Bazıları biraz erken kalkmak zorunda kalmaktan ve Parlak Kale savaşı sırasında fazlasıyla maruz kaldıkları girişimci hırslarına karşı savaşmaktan açıkça memnun olmasalar bile, yine de Sunny’yi görmekten açıkça mutluydular. Kısa süre sonra, omzu aldığı tüm dostça tokatlardan biraz incinmeye başladı.
“Şuna bakar mısın! Bu lanet olası adalarda dört ay geçirdik ve ilk kez yollarımız gerçekten kesişiyor!”
“Nasılsın Sunny?”
“Ah! Seni Sığınak’ta özlediğimiz için çok üzüldüm.
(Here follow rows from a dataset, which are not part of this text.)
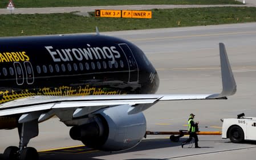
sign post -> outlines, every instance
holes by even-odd
[[[9,3],[8,3],[8,5],[7,5],[7,9],[11,11],[11,14],[12,14],[12,11],[14,10],[14,4],[13,2],[13,1],[9,0]]]

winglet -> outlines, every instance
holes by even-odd
[[[97,26],[96,26],[96,33],[97,33],[97,35],[100,35],[100,32],[99,31],[99,28],[97,28]]]
[[[208,99],[223,98],[232,95],[237,91],[237,85],[229,64],[225,45],[220,43],[220,56],[221,58],[221,77],[222,79],[222,91],[220,94],[213,94]]]

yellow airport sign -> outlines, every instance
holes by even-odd
[[[152,12],[148,11],[132,11],[132,18],[152,18]]]
[[[121,10],[96,10],[95,16],[121,18]]]
[[[95,10],[96,17],[152,18],[151,11]]]
[[[122,18],[132,18],[132,11],[122,10]]]

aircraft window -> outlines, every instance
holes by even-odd
[[[8,73],[7,72],[6,68],[3,68],[3,75],[5,75],[5,76],[6,76],[7,75]]]
[[[71,65],[70,64],[67,64],[67,69],[68,70],[68,71],[71,71],[72,67],[71,67]]]
[[[106,64],[106,62],[103,61],[103,62],[102,62],[102,64],[103,64],[103,68],[104,68],[104,69],[106,69],[106,68],[107,68],[107,64]]]
[[[55,65],[55,69],[56,72],[59,72],[59,67],[58,64]]]
[[[39,66],[36,66],[37,73],[41,73],[41,68]]]
[[[87,62],[86,63],[86,69],[87,70],[89,70],[90,69],[90,66],[89,66],[89,64]]]
[[[121,68],[124,68],[124,62],[123,62],[122,60],[120,60],[120,66]]]
[[[27,73],[29,74],[32,73],[31,68],[30,66],[27,66]]]
[[[148,66],[151,64],[151,63],[149,62],[149,61],[148,60],[148,58],[147,58],[146,56],[145,56],[144,54],[143,54],[143,59],[144,60],[145,62],[146,62],[146,64]]]
[[[80,70],[84,70],[84,66],[83,65],[82,63],[80,63],[79,64],[79,68],[80,68]]]
[[[14,74],[14,71],[13,68],[10,67],[9,68],[9,71],[10,71],[10,74],[11,74],[11,75],[13,75]]]
[[[43,65],[43,71],[44,73],[47,72],[47,68],[46,65]]]
[[[76,65],[76,64],[74,64],[74,69],[76,71],[78,70],[78,65]]]
[[[66,71],[66,67],[65,65],[64,64],[62,64],[62,70],[63,71]]]
[[[100,62],[97,62],[97,67],[99,69],[100,69],[101,68],[101,65],[100,65]]]
[[[118,63],[117,63],[117,62],[116,61],[115,61],[115,67],[116,68],[118,68]]]
[[[112,68],[112,61],[108,61],[108,66],[110,68]]]
[[[51,72],[51,73],[54,72],[54,68],[52,67],[52,65],[49,65],[49,69],[50,69],[50,72]]]
[[[91,64],[92,65],[92,69],[95,69],[95,64],[94,64],[94,62],[91,62]]]
[[[17,66],[17,69],[18,74],[21,75],[21,74],[22,73],[21,71],[21,68],[19,66]]]

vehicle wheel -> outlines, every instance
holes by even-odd
[[[35,149],[32,147],[27,147],[22,149],[19,157],[20,160],[38,159],[38,153]]]
[[[3,152],[3,159],[17,159],[19,148],[17,146],[9,146]]]
[[[245,140],[243,131],[240,127],[233,126],[229,129],[229,139],[233,143],[241,143]]]

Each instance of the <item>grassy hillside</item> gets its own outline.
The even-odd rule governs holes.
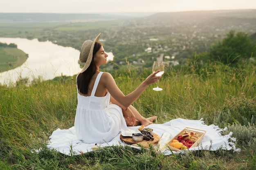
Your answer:
[[[74,125],[76,104],[75,76],[62,77],[27,86],[0,89],[0,169],[254,170],[256,168],[256,67],[236,68],[216,63],[200,72],[193,63],[166,68],[162,92],[147,88],[134,106],[143,115],[158,116],[158,123],[181,117],[198,119],[233,132],[240,153],[199,151],[164,156],[153,149],[106,148],[67,157],[46,148],[57,128]],[[125,94],[135,89],[150,70],[127,65],[111,72]],[[41,148],[39,153],[31,150]]]
[[[0,72],[20,66],[28,57],[16,48],[0,47]]]

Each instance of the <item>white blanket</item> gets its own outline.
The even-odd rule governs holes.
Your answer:
[[[130,129],[135,130],[139,126],[128,127]],[[201,120],[188,120],[183,119],[177,119],[171,120],[162,124],[152,124],[147,127],[153,129],[154,132],[161,137],[164,132],[168,132],[172,137],[176,136],[179,132],[186,127],[194,128],[206,131],[203,139],[196,147],[189,149],[189,150],[216,150],[219,149],[239,151],[236,149],[235,144],[232,141],[235,141],[236,138],[231,137],[232,132],[229,134],[222,136],[220,132],[222,129],[217,126],[211,125],[207,126],[204,124]],[[73,126],[69,129],[56,130],[49,137],[47,146],[50,149],[55,149],[58,151],[67,155],[77,155],[81,152],[90,152],[99,147],[112,146],[114,146],[128,145],[124,143],[120,139],[121,132],[117,136],[111,141],[102,144],[86,144],[79,140],[74,134],[74,127]],[[137,146],[131,146],[139,149]],[[178,153],[184,151],[171,151],[169,149],[165,149],[162,152],[164,155],[173,153]]]

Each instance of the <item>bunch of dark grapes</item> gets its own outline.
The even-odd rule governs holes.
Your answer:
[[[140,136],[143,136],[143,134],[142,134],[142,133],[132,133],[132,136],[139,137]]]
[[[154,140],[154,136],[153,135],[150,133],[150,132],[148,132],[146,133],[143,133],[144,135],[144,136],[143,137],[144,139],[146,139],[147,141],[149,141],[150,139],[152,141]]]

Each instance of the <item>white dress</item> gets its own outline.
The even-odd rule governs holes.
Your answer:
[[[90,96],[81,95],[76,86],[75,133],[77,138],[85,143],[109,142],[117,136],[121,129],[127,128],[121,108],[116,104],[110,104],[109,93],[104,97],[94,96],[103,73],[100,72],[97,76]]]

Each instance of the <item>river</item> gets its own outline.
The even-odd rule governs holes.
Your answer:
[[[0,42],[15,44],[29,56],[20,66],[0,73],[2,85],[14,84],[20,77],[28,78],[31,82],[38,77],[46,80],[62,75],[72,76],[81,70],[78,63],[80,51],[73,48],[61,46],[49,41],[39,42],[37,39],[0,38]],[[108,60],[113,60],[112,53],[106,53]]]

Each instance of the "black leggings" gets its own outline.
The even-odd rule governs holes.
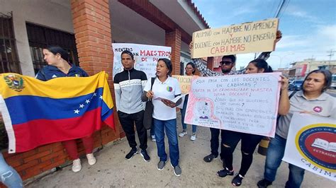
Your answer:
[[[233,170],[233,154],[238,142],[242,140],[242,163],[239,174],[245,176],[253,160],[253,152],[260,142],[262,136],[223,130],[223,141],[224,161],[230,170]]]

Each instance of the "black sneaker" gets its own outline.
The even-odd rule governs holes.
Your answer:
[[[165,165],[166,165],[166,161],[160,160],[159,161],[159,163],[157,163],[157,169],[159,170],[162,170]]]
[[[227,175],[233,175],[233,170],[230,171],[228,168],[225,168],[223,170],[220,170],[217,172],[217,175],[221,177],[224,177]]]
[[[132,149],[130,150],[130,153],[127,153],[126,156],[125,156],[125,158],[127,160],[131,159],[134,155],[138,153],[137,149]]]
[[[217,158],[217,156],[215,156],[215,155],[213,154],[210,154],[208,155],[206,155],[205,156],[203,160],[206,162],[206,163],[210,163],[211,161],[213,161],[213,160],[214,159],[216,159]]]
[[[269,180],[266,179],[263,179],[259,181],[258,183],[257,184],[259,188],[266,188],[271,184],[271,182],[269,182]]]
[[[148,162],[150,160],[150,157],[148,155],[148,153],[147,153],[146,150],[141,150],[140,155],[145,161]]]
[[[231,183],[233,184],[233,186],[240,186],[242,184],[242,179],[244,179],[244,177],[240,174],[237,174],[235,176],[235,177],[233,177]]]

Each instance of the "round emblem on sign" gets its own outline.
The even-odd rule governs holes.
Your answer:
[[[296,137],[300,153],[309,162],[325,170],[336,172],[336,127],[318,124],[305,127]]]

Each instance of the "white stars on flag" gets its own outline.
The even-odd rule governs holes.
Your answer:
[[[96,92],[94,93],[94,94],[93,94],[92,96],[91,97],[91,100],[93,98],[96,97],[96,96],[97,96],[97,93],[96,93]],[[100,95],[99,99],[103,100],[103,96],[102,96],[102,95]],[[85,103],[86,103],[86,105],[89,105],[89,103],[90,103],[90,102],[91,102],[90,98],[86,99],[84,102],[83,102],[83,103],[82,103],[82,104],[79,104],[79,110],[80,110],[80,109],[84,109],[84,107],[85,107],[85,105],[86,105]],[[80,110],[79,110],[79,109],[74,110],[74,113],[79,114],[79,112],[80,112]],[[85,110],[84,110],[84,111],[85,111]]]

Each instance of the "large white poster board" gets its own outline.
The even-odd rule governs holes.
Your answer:
[[[294,114],[282,160],[336,181],[336,119]]]
[[[191,57],[274,51],[278,23],[271,18],[194,32]]]
[[[274,137],[280,75],[194,77],[184,122]]]
[[[123,70],[121,64],[121,52],[124,50],[131,52],[134,55],[135,64],[134,68],[139,71],[144,71],[147,78],[155,76],[156,66],[157,60],[160,58],[170,59],[172,47],[138,45],[130,43],[113,43],[113,78],[117,73]]]

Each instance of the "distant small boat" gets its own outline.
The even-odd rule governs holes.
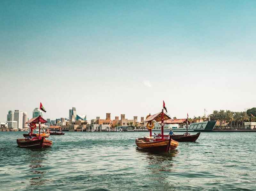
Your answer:
[[[178,142],[195,142],[200,135],[200,132],[196,134],[190,135],[188,134],[187,135],[186,133],[183,135],[174,135],[172,136],[172,139]]]
[[[53,132],[50,131],[50,134],[51,135],[62,135],[65,134],[65,133],[61,131]]]

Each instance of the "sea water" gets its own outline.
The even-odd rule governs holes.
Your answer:
[[[24,132],[0,132],[0,190],[256,190],[255,133],[202,133],[153,153],[135,143],[147,132],[65,133],[32,150],[17,146]]]

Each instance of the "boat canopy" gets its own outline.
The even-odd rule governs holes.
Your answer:
[[[144,120],[143,122],[147,122],[148,121],[153,121],[155,120],[156,122],[161,121],[162,121],[161,118],[161,115],[162,115],[162,112],[159,112],[157,113],[154,115],[152,115],[149,116],[147,118]],[[171,119],[171,118],[169,116],[167,115],[166,114],[164,113],[164,120],[167,120]]]
[[[26,122],[26,123],[39,123],[39,122],[41,122],[41,123],[47,123],[47,121],[41,117],[41,115],[39,115],[28,120]]]
[[[190,123],[188,119],[170,119],[164,121],[164,122],[165,124],[180,124],[187,123],[187,121]]]

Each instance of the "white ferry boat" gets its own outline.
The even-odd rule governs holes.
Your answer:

Ziyaret etmeye karar verdiğine sevindim!”
Sunny zayıf bir şekilde gülümsedi ve selamlarına cevap verdi, hem içeride garip bir şekilde sıcak hem de tüm ilgiden son derece rahatsız hissetti.
Gerçeği söylemek gerekirse… Onlarla tekrar karşılaştığına da sevindi. Unutulmuş Sahil’den kimsenin kaçtığına hala inanamıyordu, bazıları şu anda önünde olan yüzlerce genç erkek ve kadın bir yana.
Selamlaşma bittikten sonra etrafına baktı ve bir kaşını kaldırdı.
“Şey… Tabii, çocuklar. Keza. Ama Cassie nerede?”
İtfaiye Muhafızları birbirlerine baktılar, sonra içlerinden biri gülümsedi.
“Ah, doğru! Onu görmek için ölüyor olmalısın.”
‘… Tam olarak değil.’
Konuşan kız başını salladı ve kamptan uzakta bir yere giden bir patikaya doğru döndü.
“Hadi gidelim. Seni alacağım.”
… Kamptan çok uzak olmayan bir yerde, ölü ağaçlardan birinin köklerinin yakınında derin bir çukur kazıldı. Yanında, sırtı ona dönük, soluk sarı saçlı narin bir kız ve kemerinde bir kınında asılı zarif bir meç duruyordu.
Ayak seslerini duyan Cassie arkasını döndü. Yüzünde küçük bir gülümseme belirdi.
“Güneşli. Başardın…”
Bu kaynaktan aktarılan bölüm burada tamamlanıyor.